人によっては不快な内容かもしれません。年齢制限がつく、というわけではございませんが、ご了承ください。

彼女は学校のことを『一里塚』と呼ぶ。


ちょうど家から4キロのところにあるからだそうだ。


「それだけじゃないけどね」


と、彼女は苦笑しながら続けた。


「私が死ぬまでの一里塚だよ」


この子は、まだ花の女子高生のくせに、『死』についてよく話題にする。


そして、彼女の家庭教師である私は、仕事とは


全く関係ないのに、彼女の自分が存在しなくなることについて


の話に、凝りもせずに乗る。



「私が生まれて初めて『死』を覚悟した瞬間は、いつだと思う?」


今日も彼女は、どうでもいいことのように私に話題を振った。


「さあ……、車にひかれかけたとか?」


「違う。母親に、私が描いた絵が見つかった時だ」


どうでもいいが、どうして彼女は、4つも年上の私に敬語を使わないのだろう。


「小5の時のことだった。車にひかれた猫の死骸をスケッチしたものだったんだが、


3時間正座の罰だった。

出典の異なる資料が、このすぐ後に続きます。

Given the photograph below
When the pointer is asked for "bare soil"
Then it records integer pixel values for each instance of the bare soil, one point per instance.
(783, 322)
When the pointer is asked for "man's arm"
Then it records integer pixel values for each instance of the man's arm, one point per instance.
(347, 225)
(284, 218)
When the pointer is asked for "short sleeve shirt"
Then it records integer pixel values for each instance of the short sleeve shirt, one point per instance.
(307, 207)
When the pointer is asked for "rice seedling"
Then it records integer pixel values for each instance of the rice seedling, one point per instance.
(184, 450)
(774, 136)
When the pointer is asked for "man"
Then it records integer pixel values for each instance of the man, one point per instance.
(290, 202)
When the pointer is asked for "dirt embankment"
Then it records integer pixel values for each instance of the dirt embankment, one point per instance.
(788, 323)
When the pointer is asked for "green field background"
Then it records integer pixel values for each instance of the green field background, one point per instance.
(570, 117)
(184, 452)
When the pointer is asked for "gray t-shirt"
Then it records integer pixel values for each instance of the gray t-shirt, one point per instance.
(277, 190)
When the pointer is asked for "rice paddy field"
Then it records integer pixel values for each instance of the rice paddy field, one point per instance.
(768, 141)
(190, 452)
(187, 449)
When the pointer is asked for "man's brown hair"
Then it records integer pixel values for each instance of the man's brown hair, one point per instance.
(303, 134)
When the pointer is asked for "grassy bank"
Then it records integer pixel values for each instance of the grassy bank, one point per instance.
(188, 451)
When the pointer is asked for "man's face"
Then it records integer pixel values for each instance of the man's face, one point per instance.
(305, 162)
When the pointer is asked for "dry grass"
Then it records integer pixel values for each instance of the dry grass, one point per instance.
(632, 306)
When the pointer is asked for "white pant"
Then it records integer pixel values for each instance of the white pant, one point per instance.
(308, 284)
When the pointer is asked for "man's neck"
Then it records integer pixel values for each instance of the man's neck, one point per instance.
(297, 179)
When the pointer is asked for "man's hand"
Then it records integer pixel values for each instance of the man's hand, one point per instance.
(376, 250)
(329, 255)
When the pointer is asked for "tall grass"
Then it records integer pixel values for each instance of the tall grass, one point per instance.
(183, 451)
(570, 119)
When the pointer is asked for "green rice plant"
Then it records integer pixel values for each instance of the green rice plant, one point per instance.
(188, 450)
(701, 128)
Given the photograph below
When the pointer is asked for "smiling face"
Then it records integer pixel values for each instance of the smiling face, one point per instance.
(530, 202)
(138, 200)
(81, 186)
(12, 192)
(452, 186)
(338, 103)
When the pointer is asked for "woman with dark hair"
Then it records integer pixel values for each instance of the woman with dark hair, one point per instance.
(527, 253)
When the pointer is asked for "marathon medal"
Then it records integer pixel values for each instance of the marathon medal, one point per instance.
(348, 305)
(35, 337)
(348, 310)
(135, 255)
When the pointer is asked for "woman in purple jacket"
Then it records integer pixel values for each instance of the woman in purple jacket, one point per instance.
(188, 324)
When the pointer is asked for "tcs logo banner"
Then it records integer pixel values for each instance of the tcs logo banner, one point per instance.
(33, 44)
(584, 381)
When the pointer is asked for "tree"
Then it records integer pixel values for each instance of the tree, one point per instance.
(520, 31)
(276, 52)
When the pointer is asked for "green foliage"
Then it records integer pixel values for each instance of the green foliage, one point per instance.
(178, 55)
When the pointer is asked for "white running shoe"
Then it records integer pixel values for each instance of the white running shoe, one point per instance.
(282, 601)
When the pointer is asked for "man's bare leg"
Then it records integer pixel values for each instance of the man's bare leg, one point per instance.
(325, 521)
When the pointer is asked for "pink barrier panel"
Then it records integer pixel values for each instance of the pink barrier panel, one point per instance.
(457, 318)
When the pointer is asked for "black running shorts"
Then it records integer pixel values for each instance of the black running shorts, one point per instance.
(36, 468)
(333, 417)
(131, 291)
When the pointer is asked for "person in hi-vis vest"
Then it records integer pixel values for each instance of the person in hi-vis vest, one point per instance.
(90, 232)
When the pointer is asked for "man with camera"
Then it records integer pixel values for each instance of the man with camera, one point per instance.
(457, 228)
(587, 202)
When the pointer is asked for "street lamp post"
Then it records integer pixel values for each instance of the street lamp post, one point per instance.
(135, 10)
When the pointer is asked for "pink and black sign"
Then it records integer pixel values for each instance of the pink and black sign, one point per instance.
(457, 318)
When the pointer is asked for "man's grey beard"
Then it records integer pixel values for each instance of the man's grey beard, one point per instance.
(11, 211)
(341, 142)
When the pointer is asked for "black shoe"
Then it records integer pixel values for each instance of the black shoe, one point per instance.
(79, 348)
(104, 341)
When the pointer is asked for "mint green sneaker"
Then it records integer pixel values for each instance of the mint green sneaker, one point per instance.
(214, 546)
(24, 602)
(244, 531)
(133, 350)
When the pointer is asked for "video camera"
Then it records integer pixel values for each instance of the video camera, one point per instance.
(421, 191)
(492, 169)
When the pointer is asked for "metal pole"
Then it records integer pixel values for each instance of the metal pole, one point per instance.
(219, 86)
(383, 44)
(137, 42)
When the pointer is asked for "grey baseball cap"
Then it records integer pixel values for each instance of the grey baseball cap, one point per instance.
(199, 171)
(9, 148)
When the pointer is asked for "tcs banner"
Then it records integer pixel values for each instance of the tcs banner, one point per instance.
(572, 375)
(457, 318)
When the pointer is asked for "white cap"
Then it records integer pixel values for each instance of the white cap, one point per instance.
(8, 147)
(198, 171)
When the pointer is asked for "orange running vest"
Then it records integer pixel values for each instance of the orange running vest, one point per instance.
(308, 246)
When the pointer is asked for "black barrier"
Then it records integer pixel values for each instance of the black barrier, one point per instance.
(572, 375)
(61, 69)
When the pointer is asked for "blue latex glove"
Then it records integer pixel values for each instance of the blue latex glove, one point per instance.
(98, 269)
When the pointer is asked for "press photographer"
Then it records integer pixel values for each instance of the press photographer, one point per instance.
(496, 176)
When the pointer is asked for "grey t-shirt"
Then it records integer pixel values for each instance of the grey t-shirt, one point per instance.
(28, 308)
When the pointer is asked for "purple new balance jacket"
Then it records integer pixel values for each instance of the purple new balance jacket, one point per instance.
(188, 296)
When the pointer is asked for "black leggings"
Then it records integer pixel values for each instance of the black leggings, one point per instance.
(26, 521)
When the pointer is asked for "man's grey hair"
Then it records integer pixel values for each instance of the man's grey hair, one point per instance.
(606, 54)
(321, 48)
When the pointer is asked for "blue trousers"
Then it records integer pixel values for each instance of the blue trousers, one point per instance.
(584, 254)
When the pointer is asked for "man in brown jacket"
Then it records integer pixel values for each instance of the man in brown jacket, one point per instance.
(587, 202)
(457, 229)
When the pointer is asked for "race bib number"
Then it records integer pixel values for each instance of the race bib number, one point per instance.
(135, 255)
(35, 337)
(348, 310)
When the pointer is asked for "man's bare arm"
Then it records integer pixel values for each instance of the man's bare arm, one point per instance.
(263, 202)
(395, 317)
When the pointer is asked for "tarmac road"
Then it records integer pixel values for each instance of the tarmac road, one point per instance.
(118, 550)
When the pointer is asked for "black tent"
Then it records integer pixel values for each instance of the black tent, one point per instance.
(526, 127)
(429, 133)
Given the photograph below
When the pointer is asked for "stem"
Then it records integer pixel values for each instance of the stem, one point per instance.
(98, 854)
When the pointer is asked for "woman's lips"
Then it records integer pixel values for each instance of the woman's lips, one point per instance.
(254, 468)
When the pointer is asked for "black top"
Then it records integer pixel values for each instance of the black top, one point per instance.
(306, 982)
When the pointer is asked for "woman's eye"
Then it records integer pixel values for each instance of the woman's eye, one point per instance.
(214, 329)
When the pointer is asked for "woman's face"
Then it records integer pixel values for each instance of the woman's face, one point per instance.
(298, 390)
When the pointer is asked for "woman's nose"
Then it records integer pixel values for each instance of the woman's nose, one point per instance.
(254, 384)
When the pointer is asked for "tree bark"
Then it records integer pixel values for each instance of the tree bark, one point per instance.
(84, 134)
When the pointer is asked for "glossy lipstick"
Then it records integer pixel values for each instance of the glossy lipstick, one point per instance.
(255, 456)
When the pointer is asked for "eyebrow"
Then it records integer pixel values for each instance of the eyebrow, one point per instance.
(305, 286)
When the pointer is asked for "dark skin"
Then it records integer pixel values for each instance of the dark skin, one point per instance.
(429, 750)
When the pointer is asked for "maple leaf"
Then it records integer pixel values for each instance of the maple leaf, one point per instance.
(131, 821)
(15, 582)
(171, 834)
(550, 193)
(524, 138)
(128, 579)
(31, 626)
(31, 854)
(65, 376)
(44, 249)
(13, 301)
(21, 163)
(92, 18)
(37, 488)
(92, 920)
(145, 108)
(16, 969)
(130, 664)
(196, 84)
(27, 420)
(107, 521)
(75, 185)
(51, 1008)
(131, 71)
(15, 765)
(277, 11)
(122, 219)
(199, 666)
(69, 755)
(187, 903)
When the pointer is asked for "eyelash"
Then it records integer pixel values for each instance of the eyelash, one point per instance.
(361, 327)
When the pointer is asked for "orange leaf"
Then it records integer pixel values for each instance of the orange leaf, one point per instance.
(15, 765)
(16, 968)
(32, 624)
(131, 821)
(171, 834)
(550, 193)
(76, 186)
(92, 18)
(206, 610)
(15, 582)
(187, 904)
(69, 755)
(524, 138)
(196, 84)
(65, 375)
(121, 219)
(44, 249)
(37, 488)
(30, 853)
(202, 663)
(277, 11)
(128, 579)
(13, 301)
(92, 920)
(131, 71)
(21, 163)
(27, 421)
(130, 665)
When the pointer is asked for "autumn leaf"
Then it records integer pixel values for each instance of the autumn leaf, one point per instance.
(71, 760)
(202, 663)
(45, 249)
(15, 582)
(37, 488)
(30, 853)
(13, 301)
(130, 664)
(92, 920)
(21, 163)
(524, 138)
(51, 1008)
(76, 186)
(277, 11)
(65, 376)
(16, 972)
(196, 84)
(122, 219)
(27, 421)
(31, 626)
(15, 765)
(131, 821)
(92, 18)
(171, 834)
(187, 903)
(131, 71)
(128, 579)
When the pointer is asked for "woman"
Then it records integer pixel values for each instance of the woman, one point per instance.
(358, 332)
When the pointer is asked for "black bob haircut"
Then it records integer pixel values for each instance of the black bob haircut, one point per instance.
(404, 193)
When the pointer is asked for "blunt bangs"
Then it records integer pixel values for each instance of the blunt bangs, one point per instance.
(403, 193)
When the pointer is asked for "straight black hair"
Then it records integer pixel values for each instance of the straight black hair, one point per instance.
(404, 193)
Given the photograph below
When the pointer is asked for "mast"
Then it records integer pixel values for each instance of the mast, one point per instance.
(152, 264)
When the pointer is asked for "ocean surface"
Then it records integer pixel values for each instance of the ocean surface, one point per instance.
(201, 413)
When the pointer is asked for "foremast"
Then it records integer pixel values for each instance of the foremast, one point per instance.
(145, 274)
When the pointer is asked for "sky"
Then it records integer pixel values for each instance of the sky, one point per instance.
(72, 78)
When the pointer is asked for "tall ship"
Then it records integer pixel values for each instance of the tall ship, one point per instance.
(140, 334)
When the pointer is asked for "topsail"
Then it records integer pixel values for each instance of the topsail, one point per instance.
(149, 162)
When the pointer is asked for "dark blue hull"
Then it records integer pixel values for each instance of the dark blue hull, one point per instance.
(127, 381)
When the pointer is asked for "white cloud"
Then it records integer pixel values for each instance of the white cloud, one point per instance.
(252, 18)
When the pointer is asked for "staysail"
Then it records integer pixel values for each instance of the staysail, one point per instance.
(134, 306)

あれはきつかったなあ」


彼女の変人っぷりは小学生の時からすでに開花していたらしい。


「なんでそんなものを絵に描いたんだい?」


彼女は遠くを見ながらつぶやいた。


「私も、いつかああなることを忘れないためだよ」


それから、彼女は、憑き物が落ちたように数学の問題を


解き始めた。


話題は初老の紳士のように枯れているのに、


彼女の数学の試験の点数は一桁から上がることがない。


彼女が、『死』の前に、長い長い『生』があることに気づくのは、いつだろうか。


できれば、その瞬間に、私も立ち会いたい、と思った。


<了>

思いついてパーッと書いたので、支離滅裂かもしれません。

お読みいただきありがとうございました。